I've been doing some half-assed house shopping, but since my country's in a bubble right now, I've put it off indefinitely.
From my research and impressions about condos:
- Only buy if you're desperate to own something and just want a place that's "yours", which provides whatever conveniences you would like (e.g. close to fun parts of city or family or work).
- Don't expect to make much/any money, especially if you can't afford a huge downpayment to minimize the mortgage. You will pay maintenance fees (guaranteed to only go up through condo board incompetence and building durability issues). You will also need to pay heating/cooling, electricity, property taxes, mortgage, parking (?), etc. all at the same time. Remember that your building has elevators, huge amounts of glazing, curtain walls, and other things that could go wrong, which you will be volun-told to pay for.
- If one of your 50+ neighbours is stupid and burns down the building, or burns enough of it that your unit is affected, you will have to pitch a tent on your "land" jammed in with 10+ floors of people... Or learn to fly.
I've watched condos in my city balloon up to stupid prices: 2 bedrooms go for the same price as a semi-detached or row house (roughly same area) in the $400k to $500k range. They also carry $500+ monthly maintenance fees. Lot of units just sit on the listings for months, sometimes they disappear and reappear months later for a similar price.

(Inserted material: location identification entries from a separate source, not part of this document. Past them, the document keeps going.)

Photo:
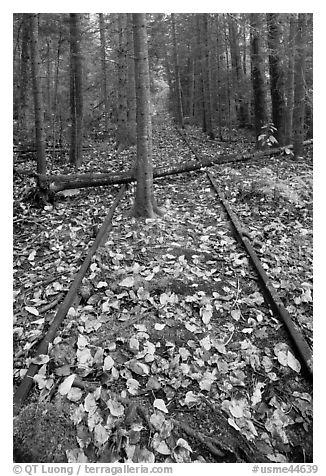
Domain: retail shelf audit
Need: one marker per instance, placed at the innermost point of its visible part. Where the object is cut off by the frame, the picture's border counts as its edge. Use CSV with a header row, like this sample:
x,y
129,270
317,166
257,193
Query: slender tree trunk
x,y
228,89
131,93
144,203
257,71
241,105
122,132
103,70
76,96
198,82
179,108
37,92
24,80
299,88
48,80
290,81
56,86
219,79
191,86
276,75
206,68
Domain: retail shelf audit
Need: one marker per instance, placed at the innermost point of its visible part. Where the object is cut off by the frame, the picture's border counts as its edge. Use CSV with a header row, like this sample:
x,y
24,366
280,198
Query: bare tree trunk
x,y
241,105
206,68
76,96
56,86
198,81
219,72
131,94
299,88
257,71
179,108
48,79
276,75
103,69
144,203
23,83
37,92
290,80
228,89
122,132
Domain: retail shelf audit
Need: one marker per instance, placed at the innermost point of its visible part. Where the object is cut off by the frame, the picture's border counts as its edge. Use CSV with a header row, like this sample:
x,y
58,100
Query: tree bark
x,y
206,68
289,87
131,87
57,183
103,70
178,98
24,80
276,76
122,131
76,93
241,104
299,89
257,72
144,202
37,92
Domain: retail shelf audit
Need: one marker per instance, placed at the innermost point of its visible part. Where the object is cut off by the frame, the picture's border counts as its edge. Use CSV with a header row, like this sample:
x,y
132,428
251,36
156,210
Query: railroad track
x,y
300,346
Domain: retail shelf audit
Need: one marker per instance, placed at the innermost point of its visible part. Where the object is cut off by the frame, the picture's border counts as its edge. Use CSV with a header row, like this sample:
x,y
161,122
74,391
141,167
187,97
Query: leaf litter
x,y
170,353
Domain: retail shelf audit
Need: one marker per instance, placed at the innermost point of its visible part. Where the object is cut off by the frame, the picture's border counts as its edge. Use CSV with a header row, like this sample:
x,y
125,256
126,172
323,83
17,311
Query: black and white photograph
x,y
162,241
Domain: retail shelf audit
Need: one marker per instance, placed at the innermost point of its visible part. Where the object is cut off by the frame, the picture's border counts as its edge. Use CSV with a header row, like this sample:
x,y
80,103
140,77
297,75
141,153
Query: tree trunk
x,y
220,109
103,70
290,80
65,182
206,68
198,81
257,72
228,89
37,92
178,99
241,105
122,131
131,93
23,83
76,94
55,94
276,76
299,88
144,203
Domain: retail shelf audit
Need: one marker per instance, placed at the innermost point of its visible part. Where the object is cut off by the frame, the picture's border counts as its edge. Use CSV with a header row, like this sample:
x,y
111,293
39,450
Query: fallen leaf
x,y
160,405
40,359
66,385
127,282
32,310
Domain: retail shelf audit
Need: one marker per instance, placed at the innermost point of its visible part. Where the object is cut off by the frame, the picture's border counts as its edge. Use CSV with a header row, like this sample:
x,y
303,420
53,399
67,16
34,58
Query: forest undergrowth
x,y
169,353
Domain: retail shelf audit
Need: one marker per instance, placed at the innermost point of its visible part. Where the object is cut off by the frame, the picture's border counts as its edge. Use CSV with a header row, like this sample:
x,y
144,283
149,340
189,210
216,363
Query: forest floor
x,y
170,353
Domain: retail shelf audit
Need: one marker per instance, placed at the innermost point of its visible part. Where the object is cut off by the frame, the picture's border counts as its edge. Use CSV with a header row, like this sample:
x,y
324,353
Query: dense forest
x,y
145,336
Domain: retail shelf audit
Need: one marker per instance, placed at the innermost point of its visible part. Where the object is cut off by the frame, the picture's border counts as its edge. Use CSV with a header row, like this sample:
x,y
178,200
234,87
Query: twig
x,y
210,443
51,305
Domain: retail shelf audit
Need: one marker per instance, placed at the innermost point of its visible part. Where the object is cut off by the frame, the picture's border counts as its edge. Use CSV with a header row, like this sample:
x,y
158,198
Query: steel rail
x,y
300,344
303,350
27,382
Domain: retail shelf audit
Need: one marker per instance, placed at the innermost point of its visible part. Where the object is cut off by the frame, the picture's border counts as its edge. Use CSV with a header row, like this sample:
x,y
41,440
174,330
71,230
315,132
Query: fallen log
x,y
27,382
58,183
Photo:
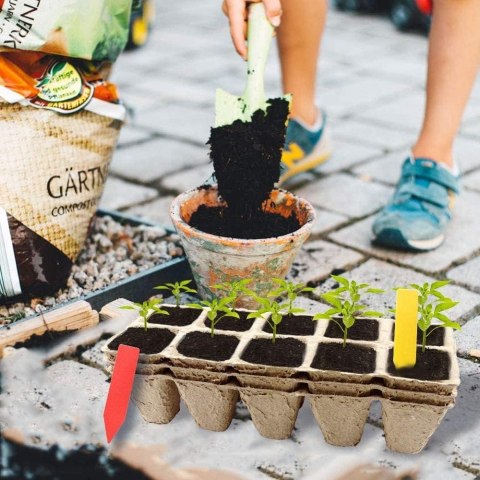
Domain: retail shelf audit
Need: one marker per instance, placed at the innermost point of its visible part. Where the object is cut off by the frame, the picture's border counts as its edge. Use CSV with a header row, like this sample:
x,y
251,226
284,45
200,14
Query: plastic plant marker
x,y
120,390
406,318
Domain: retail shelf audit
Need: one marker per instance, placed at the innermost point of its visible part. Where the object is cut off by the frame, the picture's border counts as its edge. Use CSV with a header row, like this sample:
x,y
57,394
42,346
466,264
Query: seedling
x,y
176,289
217,309
147,309
277,312
290,290
346,304
432,304
234,289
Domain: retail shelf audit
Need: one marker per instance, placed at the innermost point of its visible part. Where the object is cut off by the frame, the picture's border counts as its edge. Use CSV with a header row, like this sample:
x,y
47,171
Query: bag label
x,y
62,89
9,279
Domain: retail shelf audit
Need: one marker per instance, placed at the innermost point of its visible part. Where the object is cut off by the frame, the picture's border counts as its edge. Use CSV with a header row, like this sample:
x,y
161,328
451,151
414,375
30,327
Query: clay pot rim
x,y
195,232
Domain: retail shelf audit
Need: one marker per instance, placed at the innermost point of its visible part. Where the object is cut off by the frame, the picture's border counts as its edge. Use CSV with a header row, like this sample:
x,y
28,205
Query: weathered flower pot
x,y
273,380
216,259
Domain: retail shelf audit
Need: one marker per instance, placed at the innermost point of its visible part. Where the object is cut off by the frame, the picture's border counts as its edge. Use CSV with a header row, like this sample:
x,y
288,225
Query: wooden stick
x,y
71,317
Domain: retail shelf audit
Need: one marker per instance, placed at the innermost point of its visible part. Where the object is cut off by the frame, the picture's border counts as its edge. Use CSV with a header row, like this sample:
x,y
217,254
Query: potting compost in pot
x,y
273,379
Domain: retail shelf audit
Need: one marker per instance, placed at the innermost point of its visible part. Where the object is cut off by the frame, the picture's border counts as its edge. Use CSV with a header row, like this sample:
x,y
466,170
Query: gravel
x,y
113,252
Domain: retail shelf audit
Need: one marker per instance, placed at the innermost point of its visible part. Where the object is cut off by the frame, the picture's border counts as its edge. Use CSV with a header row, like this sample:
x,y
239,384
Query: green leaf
x,y
348,321
297,310
445,306
375,290
332,300
439,284
195,305
341,280
372,313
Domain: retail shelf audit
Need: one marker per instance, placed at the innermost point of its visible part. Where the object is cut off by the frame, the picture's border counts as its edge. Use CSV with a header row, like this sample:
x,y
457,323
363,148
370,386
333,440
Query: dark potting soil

Resale is also risky. The condo boom in my city has created half-a-dozen 20+ storey towers within the same block in some areas. I laugh watching the retail listings show 60+ 1-bed or 2-bed units for sale within a block of each other. No, they don't sell for months, if at all. The bigger the building, the more competition you have, and I've rarely seen towers go up alone in an area, so you're competing with neighbouring towers too.
Unless you're in New York, or some other super dense city with virtually no land left for development, the condo is essentially the new "starter home" or the "not quite a house". And over time, I have trouble believing that people are going to say that your cookie-cutter concrete construction condo churned out by a huge developer has heritage/historic appeal.